Les deux frères se regardent droit dans les yeux. Aucun ne veut baisser le regard. Un lourd silence s'installe durant près d'une minute. Finalement, Lionel cède.
— Excuse-moi, je me suis emporté. Je comprends que ça a dû être très difficile pour toi.
— Non. Tu ne peux pas comprendre, lui répond-il, sur un ton froid et sans appel.
— Je gagne bien ma vie. Peut-être que je pourrais te donner de l'argent, lui propose-t-il sans aucune arrière-pensée.
— Quoi ? Pour qui tu me prends ? Tu crois que tu peux régler le problème en me faisant un chèque ?
— Non, Jacques. Ce n'est pas ce que je voulais dire. Je te proposais juste mon aide pour...

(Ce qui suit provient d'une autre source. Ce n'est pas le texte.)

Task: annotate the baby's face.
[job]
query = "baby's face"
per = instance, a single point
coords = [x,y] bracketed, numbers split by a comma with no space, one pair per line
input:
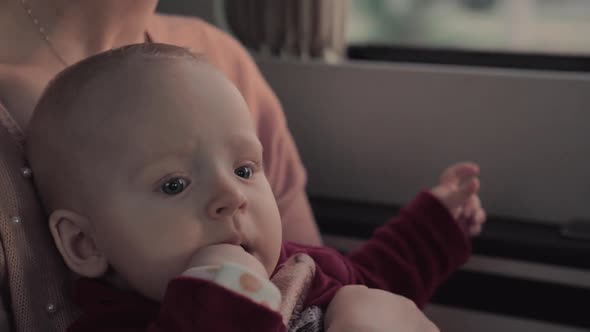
[179,169]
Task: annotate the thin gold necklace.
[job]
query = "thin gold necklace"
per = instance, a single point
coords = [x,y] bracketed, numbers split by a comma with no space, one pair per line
[42,33]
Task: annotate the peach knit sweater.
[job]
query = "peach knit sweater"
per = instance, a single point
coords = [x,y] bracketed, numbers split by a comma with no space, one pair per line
[34,282]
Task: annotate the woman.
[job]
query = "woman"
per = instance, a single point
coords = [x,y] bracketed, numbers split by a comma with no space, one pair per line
[38,38]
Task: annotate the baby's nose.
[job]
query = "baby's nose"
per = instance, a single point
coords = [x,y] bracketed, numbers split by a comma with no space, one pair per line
[226,203]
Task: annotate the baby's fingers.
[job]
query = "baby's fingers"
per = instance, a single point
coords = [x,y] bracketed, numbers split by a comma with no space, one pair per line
[458,173]
[461,195]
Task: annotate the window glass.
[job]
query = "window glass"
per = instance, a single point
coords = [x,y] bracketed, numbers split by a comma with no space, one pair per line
[537,26]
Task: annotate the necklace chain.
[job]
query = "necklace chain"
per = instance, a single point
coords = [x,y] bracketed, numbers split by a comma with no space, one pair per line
[42,33]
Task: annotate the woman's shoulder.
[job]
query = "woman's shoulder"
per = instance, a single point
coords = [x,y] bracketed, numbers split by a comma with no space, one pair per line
[195,34]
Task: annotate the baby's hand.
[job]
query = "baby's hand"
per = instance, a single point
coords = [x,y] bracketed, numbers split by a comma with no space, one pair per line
[457,190]
[219,254]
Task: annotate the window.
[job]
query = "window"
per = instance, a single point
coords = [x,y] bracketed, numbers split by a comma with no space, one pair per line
[557,27]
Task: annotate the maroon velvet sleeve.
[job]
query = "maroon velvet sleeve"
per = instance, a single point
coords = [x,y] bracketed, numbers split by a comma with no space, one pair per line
[410,255]
[198,305]
[189,304]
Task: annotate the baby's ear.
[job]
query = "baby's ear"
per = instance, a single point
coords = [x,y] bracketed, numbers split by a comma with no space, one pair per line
[72,236]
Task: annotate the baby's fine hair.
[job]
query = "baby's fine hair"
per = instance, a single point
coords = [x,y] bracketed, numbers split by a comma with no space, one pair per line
[50,128]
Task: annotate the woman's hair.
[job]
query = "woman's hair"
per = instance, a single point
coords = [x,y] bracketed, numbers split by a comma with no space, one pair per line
[52,133]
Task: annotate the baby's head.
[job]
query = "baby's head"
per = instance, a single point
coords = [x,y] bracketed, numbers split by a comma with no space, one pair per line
[144,156]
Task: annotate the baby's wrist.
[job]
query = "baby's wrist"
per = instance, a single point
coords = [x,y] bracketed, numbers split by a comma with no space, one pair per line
[240,280]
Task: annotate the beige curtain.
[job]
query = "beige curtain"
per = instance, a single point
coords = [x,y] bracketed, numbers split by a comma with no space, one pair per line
[301,28]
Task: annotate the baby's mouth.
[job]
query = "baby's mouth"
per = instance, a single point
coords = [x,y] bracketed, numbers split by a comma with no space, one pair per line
[245,247]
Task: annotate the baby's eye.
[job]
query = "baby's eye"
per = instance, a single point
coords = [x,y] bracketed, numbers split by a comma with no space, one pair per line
[244,172]
[174,186]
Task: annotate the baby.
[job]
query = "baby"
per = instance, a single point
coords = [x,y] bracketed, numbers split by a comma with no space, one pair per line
[149,165]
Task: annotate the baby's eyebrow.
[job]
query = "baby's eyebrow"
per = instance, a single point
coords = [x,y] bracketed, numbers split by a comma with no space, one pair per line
[164,160]
[248,142]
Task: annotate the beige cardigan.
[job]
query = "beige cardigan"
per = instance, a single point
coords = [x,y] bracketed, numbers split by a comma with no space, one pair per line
[34,281]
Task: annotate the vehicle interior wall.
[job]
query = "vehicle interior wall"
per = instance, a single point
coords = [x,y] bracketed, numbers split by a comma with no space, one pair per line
[377,132]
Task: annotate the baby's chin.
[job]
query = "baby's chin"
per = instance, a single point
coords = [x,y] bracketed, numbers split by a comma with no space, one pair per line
[219,254]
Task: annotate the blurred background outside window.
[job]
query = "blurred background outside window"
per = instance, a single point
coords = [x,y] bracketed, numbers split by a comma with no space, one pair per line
[531,26]
[324,28]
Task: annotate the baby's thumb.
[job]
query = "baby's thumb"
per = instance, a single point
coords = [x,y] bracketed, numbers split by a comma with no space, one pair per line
[458,197]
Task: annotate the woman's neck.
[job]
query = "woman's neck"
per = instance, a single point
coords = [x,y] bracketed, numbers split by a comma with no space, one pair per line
[75,29]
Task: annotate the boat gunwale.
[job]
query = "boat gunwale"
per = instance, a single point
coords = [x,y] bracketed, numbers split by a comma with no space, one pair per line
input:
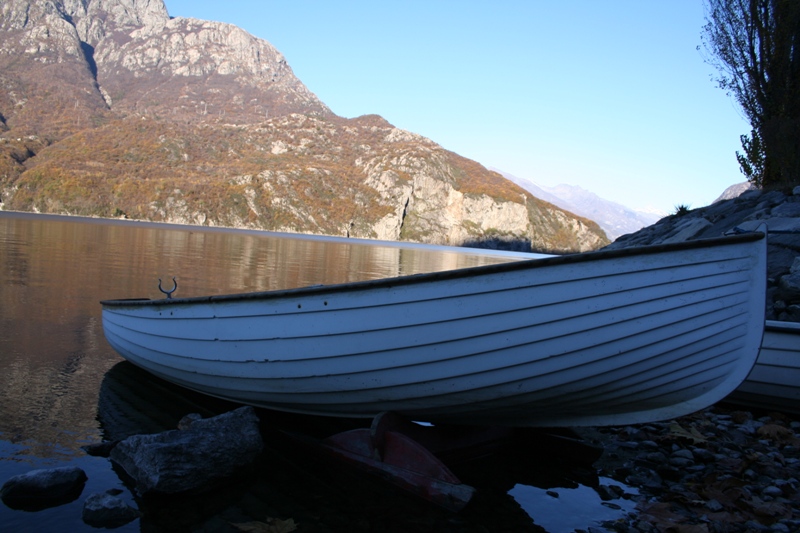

— M'aider ? Aider qui ? Te permettre d'avoir la conscience tranquille ? C'est ça ? Je ne suis pas venu demander l'aumône ! On n'a vraiment rien en commun pour des jumeaux. Même pas la date d'anniversaire, ajoute-t-il d'un ton méprisant.
— Arrête, s'il te plaît. Je suis sincèrement désolé pour ce que tu as dû vivre. Très profondément désolé, Jacques, ajoute-t-il avec un regard implorant. Cela ne change rien au fait que je n'en suis pas responsable.
— Tu ne comprends rien ! hurle-t-il. Sortons ! Prends tes clés de voiture. On va faire un tour dans ta jolie 304 cabriolet rouge, rangée dans ton joli garage au sous-sol de ton joli immeuble, ajoute-t-il sur un ton sarcastique, comme un reproche.
— A cette heure ! Où veux-tu aller ?
— Tu verras bien ! Il faut que je te montre quelque chose.